Fritz Albert Lipmann

1899 - 1986

Bioquímica

Fritz Albert Lipmann

1899 - 1986

Bioquímica

El bioquímico errante

Primavera de 1940. La guerra europea suena lejana desde Vermont, mientras el aire huele a resina fresca en las riberas del lago Iroquois. Fritz Lipmann (Königsberg, 1899 – Nueva York, 1986) deja a un lado los zapatos que siempre le incomodan. Sus pies se sobrecogen salpicados por las aguas en deshielo.

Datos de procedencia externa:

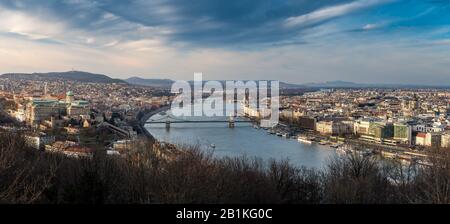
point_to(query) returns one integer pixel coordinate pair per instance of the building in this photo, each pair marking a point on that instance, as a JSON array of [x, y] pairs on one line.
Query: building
[[334, 127], [307, 122], [445, 140], [361, 127], [38, 140], [78, 108], [433, 140], [403, 133], [39, 110], [421, 138]]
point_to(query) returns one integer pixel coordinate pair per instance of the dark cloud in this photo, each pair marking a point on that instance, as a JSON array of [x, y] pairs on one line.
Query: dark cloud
[[205, 22]]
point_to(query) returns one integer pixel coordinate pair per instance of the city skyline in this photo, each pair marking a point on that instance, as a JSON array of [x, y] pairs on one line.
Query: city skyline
[[362, 41]]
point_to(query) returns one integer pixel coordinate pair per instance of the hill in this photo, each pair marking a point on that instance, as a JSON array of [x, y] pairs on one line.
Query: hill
[[162, 83]]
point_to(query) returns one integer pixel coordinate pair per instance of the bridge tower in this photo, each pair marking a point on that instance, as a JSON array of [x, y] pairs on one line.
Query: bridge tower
[[231, 122], [167, 124]]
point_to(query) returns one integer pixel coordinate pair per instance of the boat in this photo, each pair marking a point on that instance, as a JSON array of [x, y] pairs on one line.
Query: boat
[[304, 140]]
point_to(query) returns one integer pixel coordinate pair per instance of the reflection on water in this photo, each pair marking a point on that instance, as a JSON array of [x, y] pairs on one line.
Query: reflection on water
[[242, 140]]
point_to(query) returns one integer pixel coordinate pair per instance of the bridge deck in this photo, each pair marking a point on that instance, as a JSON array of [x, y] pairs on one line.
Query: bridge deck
[[174, 122]]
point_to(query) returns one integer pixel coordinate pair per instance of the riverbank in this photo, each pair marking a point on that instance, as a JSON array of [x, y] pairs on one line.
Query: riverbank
[[147, 116]]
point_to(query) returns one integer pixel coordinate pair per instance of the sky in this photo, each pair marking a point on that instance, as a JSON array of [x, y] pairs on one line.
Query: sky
[[298, 41]]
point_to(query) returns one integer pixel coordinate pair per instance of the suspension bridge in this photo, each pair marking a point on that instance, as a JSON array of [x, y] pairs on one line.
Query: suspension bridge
[[168, 120]]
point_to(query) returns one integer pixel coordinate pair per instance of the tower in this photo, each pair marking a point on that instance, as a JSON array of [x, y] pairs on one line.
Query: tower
[[70, 97]]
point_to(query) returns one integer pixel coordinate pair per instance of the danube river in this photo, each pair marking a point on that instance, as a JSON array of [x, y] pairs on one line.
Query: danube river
[[244, 139]]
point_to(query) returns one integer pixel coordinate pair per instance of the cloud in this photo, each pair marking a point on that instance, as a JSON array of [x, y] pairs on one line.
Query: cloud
[[331, 12]]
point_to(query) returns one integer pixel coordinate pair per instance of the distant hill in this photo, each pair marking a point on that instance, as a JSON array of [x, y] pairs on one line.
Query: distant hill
[[336, 84], [70, 76], [345, 84], [161, 83], [167, 83]]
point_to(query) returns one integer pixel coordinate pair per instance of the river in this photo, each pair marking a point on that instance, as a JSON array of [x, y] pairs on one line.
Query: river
[[244, 139]]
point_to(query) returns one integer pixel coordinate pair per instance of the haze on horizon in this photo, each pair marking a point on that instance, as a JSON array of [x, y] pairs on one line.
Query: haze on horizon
[[300, 41]]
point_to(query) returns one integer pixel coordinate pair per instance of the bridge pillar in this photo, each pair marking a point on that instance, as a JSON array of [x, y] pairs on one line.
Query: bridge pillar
[[167, 124]]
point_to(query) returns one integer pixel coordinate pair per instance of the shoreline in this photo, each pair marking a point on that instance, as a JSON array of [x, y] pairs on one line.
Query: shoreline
[[147, 116]]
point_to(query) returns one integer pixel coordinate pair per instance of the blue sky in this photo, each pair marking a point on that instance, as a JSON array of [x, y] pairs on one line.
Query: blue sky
[[369, 41]]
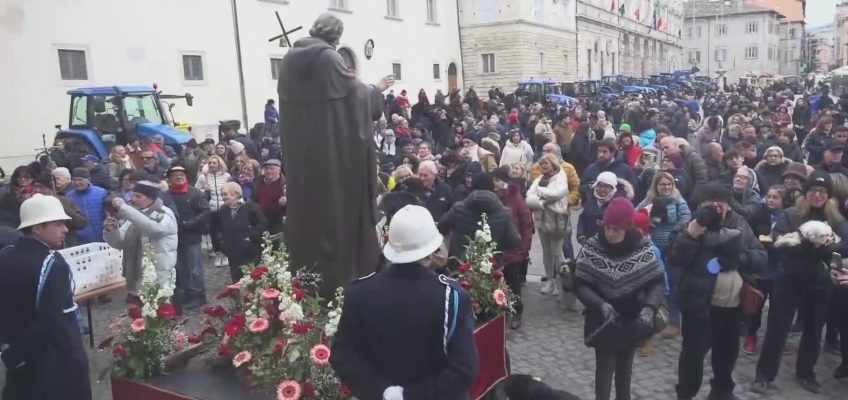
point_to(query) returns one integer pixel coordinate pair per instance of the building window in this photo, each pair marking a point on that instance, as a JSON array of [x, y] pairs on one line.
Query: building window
[[276, 63], [695, 56], [72, 65], [396, 71], [392, 9], [193, 67], [488, 63], [752, 27], [752, 52], [432, 12]]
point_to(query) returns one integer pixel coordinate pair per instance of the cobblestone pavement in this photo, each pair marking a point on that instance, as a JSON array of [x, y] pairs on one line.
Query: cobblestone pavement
[[550, 346]]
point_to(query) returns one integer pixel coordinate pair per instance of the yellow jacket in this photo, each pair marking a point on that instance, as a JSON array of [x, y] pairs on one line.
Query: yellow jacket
[[573, 181]]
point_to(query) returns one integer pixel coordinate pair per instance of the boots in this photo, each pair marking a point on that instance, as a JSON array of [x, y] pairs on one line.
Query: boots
[[515, 322], [647, 349], [671, 332], [750, 346]]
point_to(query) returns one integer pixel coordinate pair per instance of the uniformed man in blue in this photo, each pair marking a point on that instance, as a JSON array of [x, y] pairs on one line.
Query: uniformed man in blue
[[40, 331], [407, 333]]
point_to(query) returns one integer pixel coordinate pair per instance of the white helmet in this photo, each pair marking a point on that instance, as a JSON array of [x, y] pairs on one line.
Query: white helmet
[[412, 235], [39, 209]]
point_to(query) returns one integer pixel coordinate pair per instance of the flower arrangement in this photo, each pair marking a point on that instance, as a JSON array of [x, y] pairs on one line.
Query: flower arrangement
[[149, 332], [477, 273], [277, 329]]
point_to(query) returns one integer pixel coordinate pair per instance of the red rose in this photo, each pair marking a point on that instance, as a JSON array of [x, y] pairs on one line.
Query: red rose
[[271, 309], [235, 325], [209, 331], [134, 312], [497, 275], [308, 389], [119, 352], [280, 345], [166, 311], [224, 349], [258, 272]]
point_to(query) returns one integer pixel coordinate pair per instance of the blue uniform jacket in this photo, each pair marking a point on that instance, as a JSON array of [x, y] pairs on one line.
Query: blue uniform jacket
[[408, 327]]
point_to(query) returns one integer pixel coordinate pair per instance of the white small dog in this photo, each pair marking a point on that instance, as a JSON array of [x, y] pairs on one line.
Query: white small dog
[[817, 232]]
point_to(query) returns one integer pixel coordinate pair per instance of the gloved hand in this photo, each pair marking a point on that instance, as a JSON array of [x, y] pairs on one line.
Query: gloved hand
[[393, 393], [646, 318], [608, 312]]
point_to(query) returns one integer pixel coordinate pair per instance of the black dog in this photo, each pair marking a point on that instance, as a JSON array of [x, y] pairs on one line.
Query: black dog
[[526, 387]]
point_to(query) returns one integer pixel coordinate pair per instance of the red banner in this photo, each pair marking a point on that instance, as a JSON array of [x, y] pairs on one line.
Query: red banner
[[491, 353]]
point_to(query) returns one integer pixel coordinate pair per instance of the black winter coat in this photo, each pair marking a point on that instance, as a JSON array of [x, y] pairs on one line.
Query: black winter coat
[[241, 238], [696, 284], [462, 219], [193, 215]]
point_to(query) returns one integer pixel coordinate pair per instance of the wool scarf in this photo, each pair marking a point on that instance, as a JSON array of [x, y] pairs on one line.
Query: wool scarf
[[617, 275]]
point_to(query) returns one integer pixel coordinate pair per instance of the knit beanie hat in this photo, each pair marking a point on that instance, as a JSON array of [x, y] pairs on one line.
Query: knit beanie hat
[[776, 149], [146, 190], [619, 213], [642, 221], [80, 172], [819, 179], [482, 182], [796, 169]]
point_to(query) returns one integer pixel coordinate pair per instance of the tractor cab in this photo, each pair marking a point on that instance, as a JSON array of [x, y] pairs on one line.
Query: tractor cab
[[102, 117], [537, 89]]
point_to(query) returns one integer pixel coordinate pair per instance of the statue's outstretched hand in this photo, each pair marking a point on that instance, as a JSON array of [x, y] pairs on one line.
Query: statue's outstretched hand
[[385, 83]]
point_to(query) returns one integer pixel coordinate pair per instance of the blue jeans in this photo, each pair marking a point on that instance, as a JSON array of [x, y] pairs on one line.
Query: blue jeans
[[190, 270]]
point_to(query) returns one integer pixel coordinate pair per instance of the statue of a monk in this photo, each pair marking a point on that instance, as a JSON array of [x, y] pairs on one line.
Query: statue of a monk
[[326, 126]]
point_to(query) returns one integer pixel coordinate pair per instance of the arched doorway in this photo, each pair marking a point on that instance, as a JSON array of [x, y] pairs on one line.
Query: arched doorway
[[452, 77], [349, 58]]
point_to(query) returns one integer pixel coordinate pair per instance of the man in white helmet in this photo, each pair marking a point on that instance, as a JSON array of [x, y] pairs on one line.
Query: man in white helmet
[[407, 332], [40, 331]]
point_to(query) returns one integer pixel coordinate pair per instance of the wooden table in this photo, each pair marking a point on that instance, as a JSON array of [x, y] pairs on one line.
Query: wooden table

Con los dedos descalzos, Lipmann traza una estría ondulada en la arena imitando suaves oleajes. La humedad acentúa el frío en su piel, que le pide al cuerpo hacer algo para entrar en calor. Precisamente, Lipmann es un bioquímico que intenta comprender de dónde sale la energía que producen los seres vivos.

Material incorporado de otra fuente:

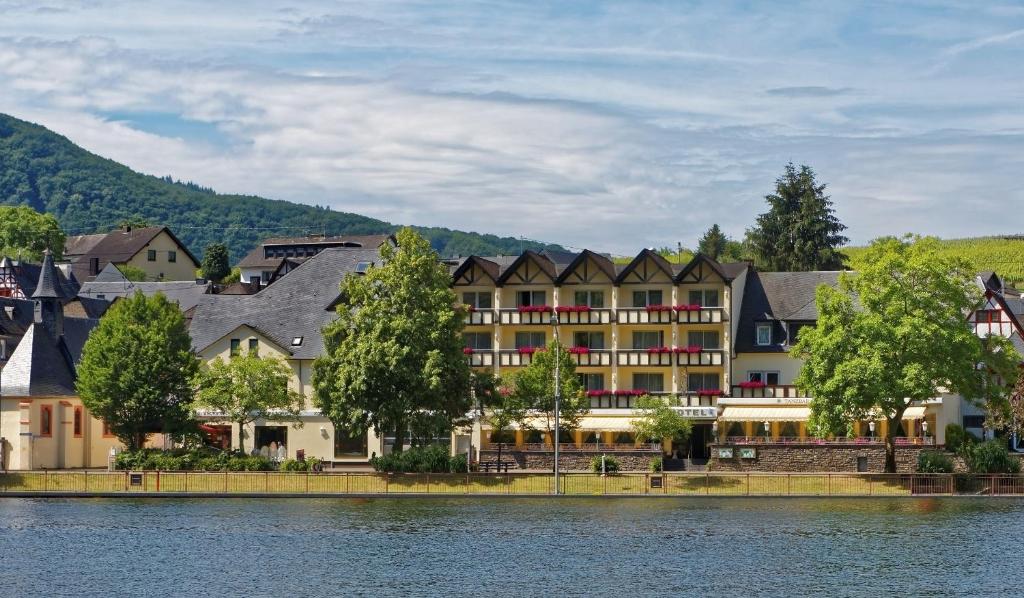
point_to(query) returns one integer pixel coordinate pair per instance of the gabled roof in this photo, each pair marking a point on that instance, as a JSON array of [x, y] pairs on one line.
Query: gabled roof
[[662, 263], [777, 297], [546, 265], [491, 268], [603, 263], [297, 305]]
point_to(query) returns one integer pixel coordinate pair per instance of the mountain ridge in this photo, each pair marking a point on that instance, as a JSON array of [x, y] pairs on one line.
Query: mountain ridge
[[87, 193]]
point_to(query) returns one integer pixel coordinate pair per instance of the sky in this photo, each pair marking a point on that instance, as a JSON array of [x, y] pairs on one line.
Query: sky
[[606, 125]]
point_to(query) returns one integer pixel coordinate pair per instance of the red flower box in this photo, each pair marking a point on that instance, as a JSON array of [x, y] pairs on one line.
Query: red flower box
[[535, 309], [571, 308]]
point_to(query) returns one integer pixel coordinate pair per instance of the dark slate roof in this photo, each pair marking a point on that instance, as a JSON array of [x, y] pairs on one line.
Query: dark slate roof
[[297, 305], [257, 258], [777, 297], [184, 293]]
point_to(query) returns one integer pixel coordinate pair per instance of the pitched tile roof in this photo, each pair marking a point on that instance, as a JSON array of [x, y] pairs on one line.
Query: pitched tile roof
[[296, 305]]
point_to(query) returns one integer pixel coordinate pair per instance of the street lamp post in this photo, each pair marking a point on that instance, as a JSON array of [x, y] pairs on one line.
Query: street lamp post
[[558, 393]]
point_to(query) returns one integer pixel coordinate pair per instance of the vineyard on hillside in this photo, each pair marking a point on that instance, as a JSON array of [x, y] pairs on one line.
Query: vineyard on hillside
[[1005, 255]]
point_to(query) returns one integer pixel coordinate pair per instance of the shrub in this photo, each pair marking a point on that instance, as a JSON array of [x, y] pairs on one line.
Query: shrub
[[958, 439], [991, 457], [934, 462], [433, 459], [610, 464]]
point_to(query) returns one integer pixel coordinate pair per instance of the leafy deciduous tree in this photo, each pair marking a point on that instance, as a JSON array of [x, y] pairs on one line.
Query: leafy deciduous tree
[[136, 369], [393, 358], [800, 230], [247, 388], [895, 333]]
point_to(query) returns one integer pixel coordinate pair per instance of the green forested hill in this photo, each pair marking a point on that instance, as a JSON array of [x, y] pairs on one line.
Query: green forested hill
[[89, 194], [1004, 255]]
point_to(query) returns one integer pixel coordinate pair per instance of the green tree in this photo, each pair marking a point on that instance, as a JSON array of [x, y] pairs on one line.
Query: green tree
[[133, 273], [534, 388], [713, 243], [26, 233], [136, 369], [393, 359], [657, 421], [215, 262], [800, 230], [896, 333], [247, 388]]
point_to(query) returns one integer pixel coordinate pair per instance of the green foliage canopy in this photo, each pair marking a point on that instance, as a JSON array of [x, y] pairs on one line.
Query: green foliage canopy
[[895, 333], [393, 359], [136, 369], [247, 388]]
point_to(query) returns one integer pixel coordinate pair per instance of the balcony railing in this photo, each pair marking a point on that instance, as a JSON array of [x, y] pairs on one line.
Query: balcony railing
[[701, 357], [643, 315], [481, 317], [750, 390], [702, 315], [585, 317], [592, 357], [867, 440], [644, 357], [481, 358]]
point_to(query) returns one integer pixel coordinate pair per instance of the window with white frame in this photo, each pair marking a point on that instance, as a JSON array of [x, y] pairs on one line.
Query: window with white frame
[[478, 299], [593, 299], [767, 377], [591, 340], [705, 298], [708, 339], [647, 297], [645, 339], [528, 298], [529, 339]]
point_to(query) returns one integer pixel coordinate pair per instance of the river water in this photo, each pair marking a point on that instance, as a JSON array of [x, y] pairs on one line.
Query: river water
[[512, 547]]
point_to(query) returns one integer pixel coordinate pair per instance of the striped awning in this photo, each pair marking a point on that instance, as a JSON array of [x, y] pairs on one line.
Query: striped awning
[[765, 414]]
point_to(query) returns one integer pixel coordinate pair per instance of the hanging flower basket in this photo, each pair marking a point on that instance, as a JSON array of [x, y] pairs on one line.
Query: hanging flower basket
[[571, 308], [535, 309]]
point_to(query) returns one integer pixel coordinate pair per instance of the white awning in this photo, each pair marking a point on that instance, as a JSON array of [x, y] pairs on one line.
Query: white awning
[[765, 414]]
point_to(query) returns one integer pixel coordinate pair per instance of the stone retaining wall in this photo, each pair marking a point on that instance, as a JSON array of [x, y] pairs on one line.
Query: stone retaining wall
[[814, 458], [574, 461]]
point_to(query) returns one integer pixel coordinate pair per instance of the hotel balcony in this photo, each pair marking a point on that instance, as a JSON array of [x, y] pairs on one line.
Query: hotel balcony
[[662, 356], [589, 316], [482, 317], [701, 315], [700, 357], [644, 315], [759, 390]]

En su cabeza, el garabato que ha dibujado representa los enlaces químicos fuertes, acumuladores de ímpetu vital. Es una hermosa manera de plasmarlo y a él le atraen las formas artísticas. El entorno bucólico resulta inspirador.

Fritz Albert Lipmann

Repasa entonces su situación: refugiado en Estados Unidos, por segunda vez, huyendo del nazismo; añorando la vida cultural que disfrutaba en Berlín; sin hogar ni empleo estables aquí a pesar de sus progresos científicos. Suena descorazonador. De pronto le sorprende un brillo verdoso en el suelo. Es un trébol de cuatro hojas. Quizá las cosas no vayan tan mal. Mirando hacia delante, confía en lo que ha de llegar. Mirando atrás, sus 41 años de idas y venidas han sido enriquecedores…

Lipmann no quiso ser abogado, como su padre. Tampoco el cabeza de familia veía carrera en ese hijo que salió mediocre para los estudios. Poco importa. Quien realmente fascina al joven Fritz es su tío médico, y esa admiración lo lleva a Munich para cursar medicina.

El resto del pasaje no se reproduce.